One of the World’s First Viral Videos Was a Hoax – IOTW Report

One of the World’s First Viral Videos Was a Hoax

We’ve all seen it. It started circulating in the 90s, when a video like this took 20 minutes to download.

An office worker get frustrated with his computer and starts smashing it up.

That it went viral back then, when it was simply emailed around, says a lot.

But it was a fake.

 Wired – Licciardi decided he wanted to be a “disgruntled employee,” which gave his boss an idea. “It was pretty ad hoc,” Jankowski says. “We had some computers that had died and monitors and keyboards that weren’t working, so we basically set that up in a cubicle on a desk.”

Jankowski directed the shoot, as Licciardi went to town on a broken monitor and an empty computer case. It took two attempts. “The first take, people were laughing so hard we had to do a second one,” Licciardi says.

They converted the video to MPEG-1, so that it’d work best on Windows Media Player and reach the largest amount of people. (“Great resolution—352 x 240,” Jankowski adds, laughing.) They put them on promo CDs and handed them out at trade shows with a company brochure; then they forgot about them.

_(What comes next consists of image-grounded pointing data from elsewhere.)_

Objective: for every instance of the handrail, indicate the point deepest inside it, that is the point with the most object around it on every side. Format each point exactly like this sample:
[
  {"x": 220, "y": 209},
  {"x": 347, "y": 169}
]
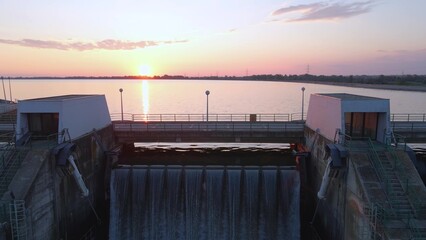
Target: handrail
[
  {"x": 209, "y": 126},
  {"x": 243, "y": 117},
  {"x": 408, "y": 117}
]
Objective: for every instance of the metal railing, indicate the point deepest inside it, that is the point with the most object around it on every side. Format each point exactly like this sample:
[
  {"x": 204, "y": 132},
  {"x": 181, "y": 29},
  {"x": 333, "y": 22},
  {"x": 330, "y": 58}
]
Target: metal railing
[
  {"x": 408, "y": 117},
  {"x": 243, "y": 117},
  {"x": 264, "y": 117},
  {"x": 209, "y": 126}
]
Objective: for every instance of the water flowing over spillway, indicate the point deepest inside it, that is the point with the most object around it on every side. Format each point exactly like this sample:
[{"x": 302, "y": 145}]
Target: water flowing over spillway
[{"x": 204, "y": 202}]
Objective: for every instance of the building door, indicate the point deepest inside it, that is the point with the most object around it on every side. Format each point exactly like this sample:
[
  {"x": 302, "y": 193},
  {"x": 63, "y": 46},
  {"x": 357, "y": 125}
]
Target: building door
[
  {"x": 361, "y": 125},
  {"x": 43, "y": 123}
]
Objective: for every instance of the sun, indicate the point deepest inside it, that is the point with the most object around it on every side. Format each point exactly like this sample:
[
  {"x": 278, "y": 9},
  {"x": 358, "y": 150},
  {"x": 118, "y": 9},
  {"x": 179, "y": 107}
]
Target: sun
[{"x": 145, "y": 70}]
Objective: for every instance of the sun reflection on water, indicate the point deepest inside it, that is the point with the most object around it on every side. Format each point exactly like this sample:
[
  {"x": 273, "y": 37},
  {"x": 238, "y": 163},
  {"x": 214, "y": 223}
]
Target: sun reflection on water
[{"x": 145, "y": 99}]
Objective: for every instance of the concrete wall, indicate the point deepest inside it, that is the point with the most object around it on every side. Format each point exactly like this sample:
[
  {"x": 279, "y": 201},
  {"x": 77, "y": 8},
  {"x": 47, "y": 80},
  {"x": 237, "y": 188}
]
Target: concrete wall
[
  {"x": 79, "y": 114},
  {"x": 324, "y": 113},
  {"x": 82, "y": 115},
  {"x": 54, "y": 204},
  {"x": 340, "y": 215}
]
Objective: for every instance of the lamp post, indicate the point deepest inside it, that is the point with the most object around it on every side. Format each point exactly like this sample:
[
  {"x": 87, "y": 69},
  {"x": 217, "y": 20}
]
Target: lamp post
[
  {"x": 303, "y": 100},
  {"x": 207, "y": 94},
  {"x": 121, "y": 98}
]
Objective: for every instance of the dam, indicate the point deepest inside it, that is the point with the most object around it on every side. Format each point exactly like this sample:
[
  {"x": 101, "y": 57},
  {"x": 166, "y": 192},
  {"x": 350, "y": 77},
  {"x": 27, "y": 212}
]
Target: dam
[{"x": 347, "y": 175}]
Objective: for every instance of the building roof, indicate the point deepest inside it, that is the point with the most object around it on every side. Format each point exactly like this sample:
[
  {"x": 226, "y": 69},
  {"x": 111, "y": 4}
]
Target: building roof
[
  {"x": 346, "y": 96},
  {"x": 61, "y": 98}
]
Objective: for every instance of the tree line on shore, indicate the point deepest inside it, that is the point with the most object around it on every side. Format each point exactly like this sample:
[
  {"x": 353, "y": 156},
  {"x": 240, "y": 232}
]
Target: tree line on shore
[{"x": 363, "y": 79}]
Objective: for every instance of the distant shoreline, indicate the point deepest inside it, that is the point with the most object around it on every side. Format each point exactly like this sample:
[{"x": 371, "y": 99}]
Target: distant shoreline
[
  {"x": 383, "y": 86},
  {"x": 419, "y": 88}
]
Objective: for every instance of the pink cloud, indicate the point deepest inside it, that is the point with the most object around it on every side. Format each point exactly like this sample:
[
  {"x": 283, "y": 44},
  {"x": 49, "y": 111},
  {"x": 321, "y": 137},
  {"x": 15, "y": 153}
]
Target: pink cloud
[
  {"x": 324, "y": 11},
  {"x": 107, "y": 44}
]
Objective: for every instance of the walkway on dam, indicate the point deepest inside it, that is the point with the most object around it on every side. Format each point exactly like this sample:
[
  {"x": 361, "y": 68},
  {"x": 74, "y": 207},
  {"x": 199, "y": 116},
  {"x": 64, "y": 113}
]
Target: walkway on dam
[{"x": 266, "y": 128}]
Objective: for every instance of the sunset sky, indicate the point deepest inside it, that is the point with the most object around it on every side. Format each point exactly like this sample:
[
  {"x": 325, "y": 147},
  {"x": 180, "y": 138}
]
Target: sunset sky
[{"x": 222, "y": 37}]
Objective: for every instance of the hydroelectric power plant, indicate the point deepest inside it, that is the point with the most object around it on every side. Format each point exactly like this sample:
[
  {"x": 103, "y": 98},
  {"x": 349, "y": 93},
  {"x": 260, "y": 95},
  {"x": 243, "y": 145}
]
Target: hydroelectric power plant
[{"x": 72, "y": 173}]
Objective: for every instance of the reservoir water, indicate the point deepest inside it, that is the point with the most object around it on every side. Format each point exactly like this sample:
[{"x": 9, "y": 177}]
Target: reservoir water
[
  {"x": 188, "y": 96},
  {"x": 202, "y": 201}
]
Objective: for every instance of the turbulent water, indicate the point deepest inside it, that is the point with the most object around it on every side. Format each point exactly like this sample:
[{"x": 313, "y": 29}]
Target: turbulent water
[{"x": 199, "y": 202}]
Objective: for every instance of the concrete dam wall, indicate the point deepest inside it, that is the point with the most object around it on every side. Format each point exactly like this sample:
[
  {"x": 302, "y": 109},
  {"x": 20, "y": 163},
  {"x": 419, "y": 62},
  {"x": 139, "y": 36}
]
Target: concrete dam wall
[{"x": 204, "y": 202}]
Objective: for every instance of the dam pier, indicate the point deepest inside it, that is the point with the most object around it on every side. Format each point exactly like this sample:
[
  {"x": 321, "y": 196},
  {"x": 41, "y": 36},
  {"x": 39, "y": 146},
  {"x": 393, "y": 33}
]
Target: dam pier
[{"x": 70, "y": 170}]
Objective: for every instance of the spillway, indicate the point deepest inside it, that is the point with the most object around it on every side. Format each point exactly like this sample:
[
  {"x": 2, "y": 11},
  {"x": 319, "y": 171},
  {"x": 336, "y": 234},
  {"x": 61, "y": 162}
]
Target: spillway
[{"x": 204, "y": 202}]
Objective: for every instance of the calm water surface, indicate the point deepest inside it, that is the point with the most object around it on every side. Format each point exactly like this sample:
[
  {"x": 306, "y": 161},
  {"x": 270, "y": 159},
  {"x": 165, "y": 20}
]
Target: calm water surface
[{"x": 188, "y": 96}]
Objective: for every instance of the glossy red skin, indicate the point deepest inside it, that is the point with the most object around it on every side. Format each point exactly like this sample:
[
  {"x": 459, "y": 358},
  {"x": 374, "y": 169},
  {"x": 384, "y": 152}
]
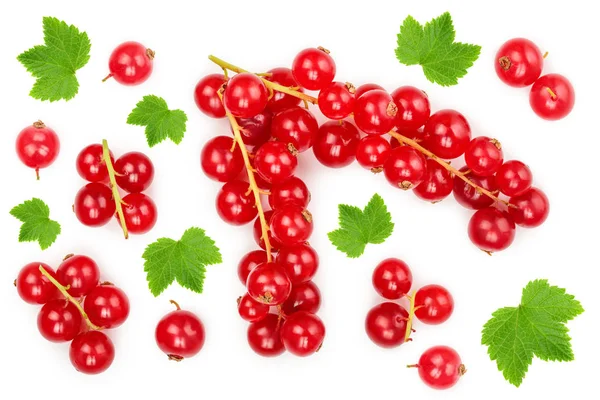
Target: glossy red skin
[
  {"x": 413, "y": 108},
  {"x": 300, "y": 262},
  {"x": 291, "y": 192},
  {"x": 386, "y": 324},
  {"x": 245, "y": 95},
  {"x": 269, "y": 284},
  {"x": 59, "y": 321},
  {"x": 532, "y": 208},
  {"x": 550, "y": 107},
  {"x": 375, "y": 112},
  {"x": 140, "y": 213},
  {"x": 336, "y": 101},
  {"x": 440, "y": 367},
  {"x": 206, "y": 95},
  {"x": 519, "y": 62},
  {"x": 264, "y": 338},
  {"x": 218, "y": 162},
  {"x": 437, "y": 183},
  {"x": 468, "y": 197},
  {"x": 234, "y": 204},
  {"x": 302, "y": 333},
  {"x": 447, "y": 134},
  {"x": 180, "y": 334},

Over the next year, badday.mpg began to circulate through various companies. The large file caused some problems. “Loronix would get calls from these companies saying, ‘Hey you know this video of yours is getting passed around, and it’s crashing email servers,’” Licciardi says.

The story of the BAD DAY guy HERE

 

10 Comments on One of the World’s First Viral Videos Was a Hoax

  1. Left Coast Dan — I meant to say “at the time”. I remember that Gates made it his personal business to know who was sending around junk email in large broadcasts; server bandwidth being a critical resource. I’m not sure if ever actually happened, but there grew the company legend of “that dummy, So-And-So, being canned for it.”